After my 5th filter and about 9837 swear words I brought it back to the dealership. I told them the story and they go what color were the filters as I take them out. I thought about it and told them well the first one was black. They look at each other and go well you have Algae growing in your tank. I have never heard of this, I guess it is from the Bio Diesel. Well they then put an additive in to kill the algae, and they said after that tank it will be fine. I went through that tank and it did it again. They had admitted to me that it was from the previous owner, because it takes a while to grow, yada yada.

What would you guys do? I think it has gotten through the filter and to my injectors. Would you make them take it back?

Anyone have experience with something like this?

Thanks guys. Sorry for the rant I am a little ****** after the 8th filter on the side of the road, and a 20 mile tow.


----------



## bjertness07 (Jan 4, 2005)

I guess it's hard to say, and depending on the dealership, I'd take it back and have them fix it. I've heard rumors of that happening, but never actually thought that algae could live in diesel. If all else fails, scrap it and buy a Powerstroke!


----------



## hunt4P&amp;Y (Sep 23, 2004)

bjertness07 said:


> Powerstroke!


 :-?

Been there, got 8 MPG! 

Yeah, I thought the same thing. I talked to my cousin who works for Wallworks and he said they get semi's in all the time that it happens to. I guess truckers boycott getting fuel in Minn. because of the Bio. It is crap on the motor. It still has dealership plates on it, and I know the owner, so I think they will work something out. I want to keep the truck, but if it only gets ten miles down the road before needing a new filter it is going to have to go.


----------



## laxratnd (Jan 23, 2008)

Well depending on how much algae is in your tank it will take a few cycles of deisel to empty it out. Algae in the fuel i have seen many times. I work for a boat yard and we see a lot of tanks with algae. We use star tron. It works very well. The thing is that you will have to replace your filters a few times because of the way it works. It will help though. You just have to give it some time.

http://www.startron.com/

Give it some time. I am guessing that truck sat around for a little bit and was not used much before you got it.


----------



## USSapper (Sep 26, 2005)

BTW, its a dodge so my best guess is that you will have to pay a fine for the dump to take it


----------



## hunt4P&amp;Y (Sep 23, 2004)

Thanks, I will have them order some!! I just got off the phone with them, and they are going to do everything. I am getting sick of dealing with it, and don't even feel safe taking it out of town.

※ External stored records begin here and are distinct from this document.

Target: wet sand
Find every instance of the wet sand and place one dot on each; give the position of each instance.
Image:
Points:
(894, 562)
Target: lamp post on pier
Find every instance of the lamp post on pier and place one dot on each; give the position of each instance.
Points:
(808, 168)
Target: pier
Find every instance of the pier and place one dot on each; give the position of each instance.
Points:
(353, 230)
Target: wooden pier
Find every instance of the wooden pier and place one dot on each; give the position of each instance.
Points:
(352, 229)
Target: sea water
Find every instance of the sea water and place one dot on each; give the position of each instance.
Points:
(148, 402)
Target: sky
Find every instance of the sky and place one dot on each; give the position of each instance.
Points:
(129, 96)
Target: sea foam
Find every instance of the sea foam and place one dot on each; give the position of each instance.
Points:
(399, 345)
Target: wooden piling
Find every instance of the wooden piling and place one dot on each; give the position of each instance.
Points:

Does that stuff just kill it, and then run it through the filter? It there any way to pull the tank off and clean it? I am trying to get them to do that, because this driving it then changing the filter is getting old.

Thanks alot!


----------



## hunt4P&amp;Y (Sep 23, 2004)

USSapper said:


> BTW, its a dodge so my best guess is that you will have to pay a fine for the dump to take it


It looked really good when I pulled it to the dealership with Betsy, AKA 1994 Chevy with a 6.5 in it! haha I left it right out front so they had to work on it there this morning to get it going. Looks good for them with the dealer plates on it! 8)


----------



## laxratnd (Jan 23, 2008)

That stuff does a few things. It will kill any algae in it and you filter will suck it up. It will also disolve any sludge in the tank and let the filters take all the particles out. Depending how bad your tank is i would say you would have to change it one or two more times. the Star tron say your filters will get filled pretty quick and you will have to change them but once its clean you will not have to worry.

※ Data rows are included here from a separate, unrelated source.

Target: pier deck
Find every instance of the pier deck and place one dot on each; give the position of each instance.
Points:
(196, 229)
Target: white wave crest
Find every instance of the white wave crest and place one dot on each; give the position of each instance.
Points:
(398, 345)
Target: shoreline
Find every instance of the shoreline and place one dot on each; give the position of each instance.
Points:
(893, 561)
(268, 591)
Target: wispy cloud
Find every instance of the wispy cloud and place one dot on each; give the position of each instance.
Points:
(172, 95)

To take the tank out and clean it would not be to easy. There is no big opening in the tank so i doubt that would be very easy to do. but i could be wrong. Alot of tanks that tend to sit for a long period of time will get sludge and algae in them. you could have the algae problem and also the sludge. But the star tron should take care of it. Your going to have to replace some filters but in the long run your better. off.

Heres an idea also. You might want to through a secondary filter on there. Have your primary take out all the heavy stuff and then have your secondary take the fine stuff out. Or set it up where you have dual filter but can switch one over to the other if your out on the road and need to switch it if your really that worried.

But i recommend just doing the star tron and that should fix your problem.

oh and those cummins are great work horses.


----------



## laxratnd (Jan 23, 2008)

I forgot to add that some tanks have expection holes in them that you might be able to get a vaccum in there to clean it out. If done that on a few boats.


----------



## USAlx50 (Nov 30, 2004)

That sucks dude... Get that ish fixed and we'll LET you tow the trailer down to Neb, so we can see how that cummins does on fuel :wink:


----------



## hunt4P&amp;Y (Sep 23, 2004)

Plot thickens. I got them to admit that when it came in there was some fuel leaking out by the heads. AKA the injectors. But they obviously cleaned it up for selling purposes.

SO the guy working on it right now says that the injectors are leaking, and I might need new injectors. What a bunch of crap! Looks like I will be bringing her back, unless they get this all fixed.


----------



## cut'em (Oct 23, 2004)

If you can GET OUT NOW! You'll kick yourself for years every time something goes wrong. It's a sign. I bought a brand new 02 F250 diesel that gave me problems from day one I documented everything and after twenty three trips to the shop in 12,000 miles Ford bought it back. Per my request, no lawyer, they gave me full purchase price plus tax. The only catch, I had to buy another ford. That one was great an 04 diesel. I've since traded it in on an 07 diesel crew and can't be happier. Glad I'm still not driving the lemon.


----------



## laxratnd (Jan 23, 2008)

Well if there saying your injectors are leaking you might have a bigger problem at hand. If you can have them buy it back and go buy a the new chevy diesel. Thats a sweet truck. lol. Good luck with it. Oh and if you want a good oil use Amsoil. Only stuff i use in all my engines.


----------



## ay tee (Jun 11, 2007)

bjertness07 said:


> I guess it's hard to say, and depending on the dealership, I'd take it back and have them fix it. I've heard rumors of that happening, but never actually thought that algae could live in diesel. If all else fails, scrap it and buy a Powerstroke!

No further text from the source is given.